Ditching Enzyme: A Case for Symbolic Autodiff in Sheaf V2
Feb 15th 2026
The Rust compiler for Sheaf is progressing well. The parser handles S-expressions correctly, and the first StableHLO emission works. Pattern matching in Rust proved to be the right choice: exhaustiveness checking catches missing cases at compile time.
Before going further, I need to validate the autodiff strategy. The V2 architecture targets IREE, which means I need gradients in StableHLO/Linalg, not through JAX. The obvious candidate was Enzyme-MLIR.
The Enzyme Detour
Enzyme is a compile-time autodiff engine that operates on LLVM IR and MLIR. It checks what I want for Sheaf: MLIR-native, designed for ahead-of-time compilation, and supposedly lightweight.
I spent time compiling it from source, fixing CMake issues to generate a shared library, and eventually got an 80MB libEnzymeMLIR-23.dylib.
The problem became clear when trying to integrate it with IREE: IREE doesn't support dynamic plugin loading. To use Enzyme, IREE would need to be rebuilt with Enzyme statically linked, then included in Sheaf. Embedding such a fast-moving project inside Sheaf would turn it into a very large and tightly coupled monolith, with long build times and high maintenance cost. For a project aiming to minimize "bloat" and stick to "do one thing and do it well", this is an anti-pattern.

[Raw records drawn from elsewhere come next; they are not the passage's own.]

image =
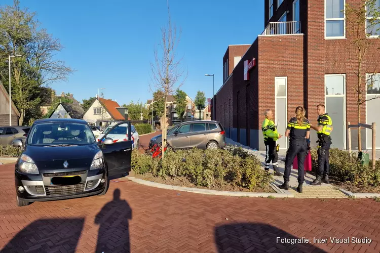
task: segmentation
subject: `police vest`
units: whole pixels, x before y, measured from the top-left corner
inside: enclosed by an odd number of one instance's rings
[[[318,125],[322,125],[323,127],[321,131],[318,131],[317,134],[322,134],[329,136],[331,133],[331,127],[332,126],[332,120],[331,118],[325,113],[318,118]]]

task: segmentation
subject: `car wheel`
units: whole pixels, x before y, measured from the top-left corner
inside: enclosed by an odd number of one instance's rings
[[[215,141],[211,141],[207,143],[207,149],[214,149],[218,148],[218,147],[219,145],[218,145],[218,143]]]
[[[100,194],[99,194],[100,196],[103,195],[107,193],[107,191],[108,190],[108,178],[106,178],[105,179],[105,185],[104,186],[104,189],[103,190],[103,191],[100,193]]]
[[[17,200],[17,206],[25,206],[29,204],[29,201],[20,199],[18,196],[16,196],[16,199]]]

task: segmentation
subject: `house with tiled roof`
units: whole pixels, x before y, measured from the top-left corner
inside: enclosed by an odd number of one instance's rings
[[[83,115],[83,119],[90,125],[103,129],[111,123],[128,119],[127,108],[121,107],[111,99],[99,98],[94,100]]]

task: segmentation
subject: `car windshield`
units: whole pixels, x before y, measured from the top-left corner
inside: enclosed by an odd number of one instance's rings
[[[88,125],[68,122],[37,124],[28,135],[27,143],[35,145],[83,145],[95,142]]]

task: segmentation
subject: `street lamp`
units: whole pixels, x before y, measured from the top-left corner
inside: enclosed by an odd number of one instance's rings
[[[9,56],[8,63],[9,64],[9,125],[12,125],[12,98],[11,97],[11,58],[14,57],[22,57],[21,55],[14,55],[13,56]]]
[[[206,74],[205,75],[206,76],[212,76],[212,90],[213,92],[213,95],[212,96],[212,116],[213,119],[215,120],[215,75],[214,74],[212,74],[212,75]]]
[[[100,90],[105,90],[105,88],[98,88],[98,103],[100,103],[100,99],[99,98],[99,91]],[[101,115],[102,115],[102,127],[101,128],[103,128],[103,107],[102,106],[102,108],[100,109],[101,110]]]

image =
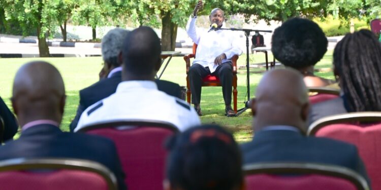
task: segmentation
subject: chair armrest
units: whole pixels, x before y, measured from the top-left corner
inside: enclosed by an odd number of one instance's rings
[[[232,63],[233,65],[233,73],[237,74],[237,60],[238,59],[238,56],[234,55],[232,58]]]
[[[185,61],[185,66],[186,67],[186,74],[188,74],[189,68],[190,67],[190,58],[194,58],[194,54],[189,54],[184,56],[184,60]]]

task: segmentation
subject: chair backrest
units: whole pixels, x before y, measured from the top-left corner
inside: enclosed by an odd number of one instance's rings
[[[14,159],[0,162],[3,190],[116,190],[116,179],[97,162],[72,159]]]
[[[340,166],[314,163],[258,163],[244,166],[247,190],[368,189],[365,179]]]
[[[317,93],[308,97],[312,104],[338,98],[340,94],[339,90],[326,87],[309,88],[308,91],[310,93]]]
[[[130,189],[161,189],[167,154],[166,139],[178,131],[169,123],[114,121],[95,124],[79,131],[112,139]]]
[[[374,34],[379,33],[381,31],[381,20],[373,19],[370,21],[370,30]]]
[[[307,133],[355,144],[372,188],[381,189],[381,112],[354,112],[323,118],[311,124]]]
[[[0,146],[4,141],[4,130],[5,130],[5,124],[3,118],[0,116]]]

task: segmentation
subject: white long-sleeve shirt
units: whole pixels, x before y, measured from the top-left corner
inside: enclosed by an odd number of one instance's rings
[[[208,66],[210,72],[213,72],[218,66],[214,64],[214,59],[217,56],[225,53],[227,59],[231,59],[234,55],[242,54],[233,31],[226,30],[202,31],[196,26],[197,19],[189,17],[186,27],[188,36],[198,45],[193,64]]]

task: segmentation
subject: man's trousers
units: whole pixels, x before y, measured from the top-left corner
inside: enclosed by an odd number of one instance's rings
[[[225,62],[218,65],[212,73],[210,73],[208,67],[204,67],[200,64],[193,64],[188,72],[192,97],[192,103],[194,104],[200,104],[202,79],[208,74],[211,74],[219,79],[225,105],[230,105],[232,103],[232,70],[233,66],[231,62]]]

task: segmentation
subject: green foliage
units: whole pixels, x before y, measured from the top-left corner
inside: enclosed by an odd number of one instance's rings
[[[313,21],[319,24],[327,36],[334,36],[343,35],[350,32],[350,25],[347,23],[343,23],[338,18],[334,19],[332,16],[329,16],[324,20],[315,18]],[[361,29],[367,29],[368,24],[364,21],[358,19],[354,19],[355,31]]]
[[[58,0],[3,0],[7,20],[17,20],[26,35],[31,28],[41,28],[40,37],[45,37],[56,26]]]

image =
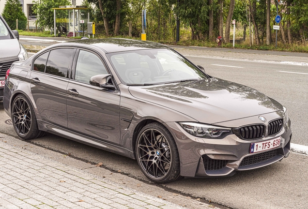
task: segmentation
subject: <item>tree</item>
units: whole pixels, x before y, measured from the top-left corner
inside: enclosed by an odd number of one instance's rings
[[[20,7],[20,2],[19,0],[7,0],[4,8],[2,13],[2,16],[7,22],[9,26],[12,30],[16,29],[16,19],[18,19],[20,21],[26,21],[27,17],[22,11],[22,8]],[[19,27],[19,29],[26,29],[27,24],[24,24],[24,27]]]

I briefly considered alternatives: jax.grad, torch.autograd and the TinyGrad autodiff all bring Python back into the compilation pipeline, negating the entire point of V2.
The Minimal Path
Facing these limitations, the question became: do I need such a large code base to perform differentiation? What does Sheaf actually need?
Enzyme is designed to differentiate arbitrary C++ code with pointers, aliasing, and side effects. Sheaf has none of that. The code is purely functional, immutable, and operates on a small set of mathematical operations: matrix multiplication, element-wise arithmetic, activations, and reductions.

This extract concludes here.